# POLL: Moving to TiVo UK s2?



## Glen (May 9, 2004)

Seeing as there are so many of us back now, i thought a poll would be interesting.


----------



## mikerr (Jun 2, 2005)

Actually it will be an S3 or Tivo HD, won't it ?


----------



## Glen (May 9, 2004)

technically yes i think? but its your 2nd series TiVo over here lol


----------



## bradleyem (May 23, 2002)

Absolutely will I move over; assuming Virgin's HD service is any good. I find myself watching more and more stuff in HD, so SkyHD is starting to get more and more use, even though part of me dies every time.


----------



## bradleyem (May 23, 2002)

bradleyem said:


> Absolutely will I move over; assuming Virgin's HD service is any good. I find myself watching more and more stuff in HD, so SkyHD is starting to get more and more use, even though part of me dies every time.
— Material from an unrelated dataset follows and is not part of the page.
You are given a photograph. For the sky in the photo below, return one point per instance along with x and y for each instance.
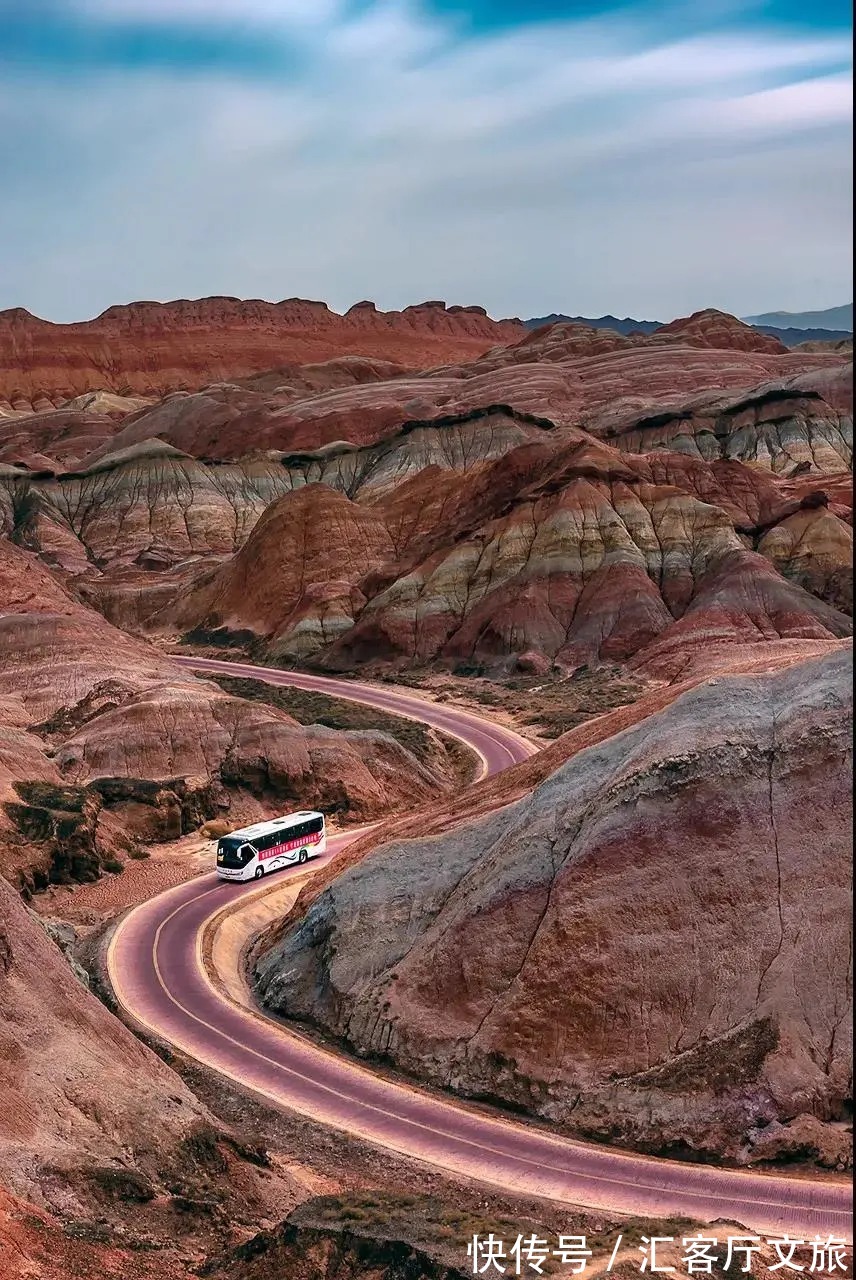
(641, 158)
Hmm. Quandry - The main HD channels I watch (Sky1, Sky Sports and Discovery) aren't on Virgin, so I'd lose out...


----------



## iankb (Oct 9, 2000)

You missed out the option for having both FreeView and FreeSat (on the same box)


----------



## romanpj (Dec 23, 2003)

And you missed an option for those of us who can't get Virgin


----------



## Glen (May 9, 2004)

bradleyem said:


> Hmm. Quandry - The main HD channels I watch (Sky1, Sky Sports and Discovery) aren't on Virgin, so I'd lose out...
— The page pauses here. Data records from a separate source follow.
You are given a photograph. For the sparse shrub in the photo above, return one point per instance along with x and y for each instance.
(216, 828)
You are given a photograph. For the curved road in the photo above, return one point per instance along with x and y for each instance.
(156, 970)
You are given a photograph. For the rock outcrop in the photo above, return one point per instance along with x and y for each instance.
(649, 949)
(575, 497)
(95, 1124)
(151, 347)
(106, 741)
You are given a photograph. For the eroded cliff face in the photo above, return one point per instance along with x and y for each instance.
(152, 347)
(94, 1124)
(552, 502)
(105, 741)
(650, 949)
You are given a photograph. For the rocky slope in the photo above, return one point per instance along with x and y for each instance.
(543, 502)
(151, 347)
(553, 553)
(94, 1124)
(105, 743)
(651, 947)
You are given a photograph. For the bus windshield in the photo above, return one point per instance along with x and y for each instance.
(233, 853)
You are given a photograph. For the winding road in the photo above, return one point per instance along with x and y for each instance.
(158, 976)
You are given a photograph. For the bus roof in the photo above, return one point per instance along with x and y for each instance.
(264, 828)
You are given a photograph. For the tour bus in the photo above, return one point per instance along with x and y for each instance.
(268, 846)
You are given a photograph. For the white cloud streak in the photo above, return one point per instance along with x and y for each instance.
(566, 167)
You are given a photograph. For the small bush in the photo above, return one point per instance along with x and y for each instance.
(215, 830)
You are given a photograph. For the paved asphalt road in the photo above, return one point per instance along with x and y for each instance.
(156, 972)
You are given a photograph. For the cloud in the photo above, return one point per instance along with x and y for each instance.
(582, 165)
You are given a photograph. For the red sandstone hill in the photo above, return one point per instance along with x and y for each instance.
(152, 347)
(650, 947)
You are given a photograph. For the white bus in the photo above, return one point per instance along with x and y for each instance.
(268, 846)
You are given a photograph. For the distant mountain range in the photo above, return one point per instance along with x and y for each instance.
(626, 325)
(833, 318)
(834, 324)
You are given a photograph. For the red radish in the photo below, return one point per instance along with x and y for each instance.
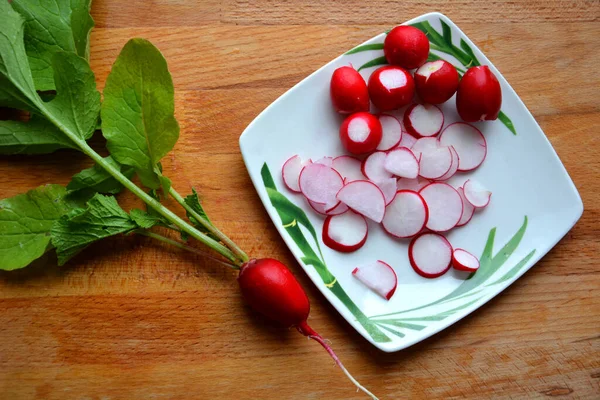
(468, 209)
(423, 120)
(468, 142)
(360, 133)
(365, 198)
(430, 255)
(320, 184)
(270, 288)
(479, 96)
(379, 277)
(406, 46)
(402, 162)
(436, 81)
(345, 232)
(476, 193)
(444, 205)
(391, 132)
(406, 215)
(348, 91)
(391, 87)
(462, 260)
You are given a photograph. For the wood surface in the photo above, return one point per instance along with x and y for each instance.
(132, 319)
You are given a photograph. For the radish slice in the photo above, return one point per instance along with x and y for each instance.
(406, 215)
(379, 277)
(476, 193)
(402, 162)
(346, 232)
(430, 255)
(469, 143)
(391, 132)
(320, 183)
(349, 168)
(462, 260)
(444, 205)
(423, 120)
(365, 198)
(468, 209)
(374, 167)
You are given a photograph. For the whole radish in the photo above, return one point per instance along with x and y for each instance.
(479, 96)
(271, 289)
(348, 91)
(406, 46)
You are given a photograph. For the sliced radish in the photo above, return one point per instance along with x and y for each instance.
(462, 260)
(423, 120)
(476, 193)
(468, 209)
(379, 277)
(365, 198)
(406, 215)
(345, 232)
(402, 162)
(391, 131)
(444, 205)
(469, 143)
(430, 255)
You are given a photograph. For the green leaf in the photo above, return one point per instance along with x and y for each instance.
(25, 223)
(51, 27)
(98, 180)
(138, 118)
the only one of those that isnt on Virgin is the Sky Sports. but i think you can add it by 'building your bundle, and ticking the Sky Sports Collection extra.


----------



## Glen (May 9, 2004)

romanpj said:


> And you missed an option for those of us who can't get Virgin


yeah i did that on purpose. I have Sky but dont live in a Virgin area so I could have ticked either option.


----------



## AMc (Mar 22, 2002)

I have Freeview (with Tivo) and Freesat (no recorder) and I'm also on Virgin, but their ADSL service not their cable network so none of the options fit properly 
Voted with Freeview as that's still the primary viewing.


----------



## martink0646 (Feb 8, 2005)

romanpj said:


> And you missed an option for those of us who can't get Virgin


I know you missed it on purpose but it is a valid option if the PR types at Virgin who trawl the web see that it's a high number of people, especially if it is an area that is cabled butn not enabled for digital...like mine!!

Can I suggest an option " I would move to Virgin but I can't get it"

Martin


----------



## cyril (Sep 5, 2001)

I guess you should also have:
a) I'm moving HOUSE to get TiVo!
b) I'm going to pay for Virgin to dig up the road to put cable in!

I would hope for a series3 or even a series4 rather than a series2!


----------



## Glen (May 9, 2004)

martink0646 said:


> I know you missed it on purpose but it is a valid option if the PR types at Virgin who trawl the web see that it's a high number of people, especially if it is an area that is cabled butn not enabled for digital...like mine!!
> 
> Can I suggest an option " I would move to Virgin but I can't get it"
> 
> Martin


thats a bloody good idea! But i cant find anywhere for it to let me. I'd also need to turn on multiple votes.


----------



## katman (Jun 4, 2002)

You probably cant change the poll once created, that seems to be normal for most bulleting board software. Those that do allow the poll to be changed usually delete all existing votes. I would like the new option as well.

Actually I would prefer to just be able to ditch the evil Murdoch empire right now but its currently the only way I can get the channels I watch.


----------



## britcub (Jan 19, 2004)

+1 for "I would move to Virgin Media if I could get it!"


----------



## Gavin (Jan 1, 2003)

cyril said:


> b) I'm going to pay for Virgin to dig up the road to put cable in!


Interestingly a friend asked that, he lived on a street that was cabled but not his off shoot of the road (4 houses put in later, no doubt by a developer converting a large garden.)

Virgin said it would be at least £5K to do, and at a minimum 12 to 18 months, because there was a drive way that was common to the 4 houses, that ran along the back of the gardens to the individual garages. The developer had put in the deeds all four houses had access over the driveway, and no-one could claim it as theirs and block access to the others but it didn't belong to any one house. It wasn't common land as such and VM said in all honesty as the developer had vanished there was pretty much no chance they would ever get permission to dig it up to put the cables in (there are of course gas, power and phone lines in situ, but they are there so it's a different issue).

All that to lay 3m of cable... and he went with ADSL


----------



## pauljs (Feb 11, 2001)

none of those options apply to me, would probably get Virgin but can't as I live on a private road and they won't go down it.


----------



## Paul_J (Jan 9, 2001)

I would happily go to VM if only they would invest in my area. I suppose the most likely option is for them to offer a bundled service over ADSL once they have rolled out their own kit in a loacal telphone exchange. This is a long way off.


----------



## bryl (Apr 28, 2004)

Not in a virgin area but would move over if they made TiVo available. In the mean time still contemplating pimping my Series 1, there's plenty of life in my CRT just yet.


----------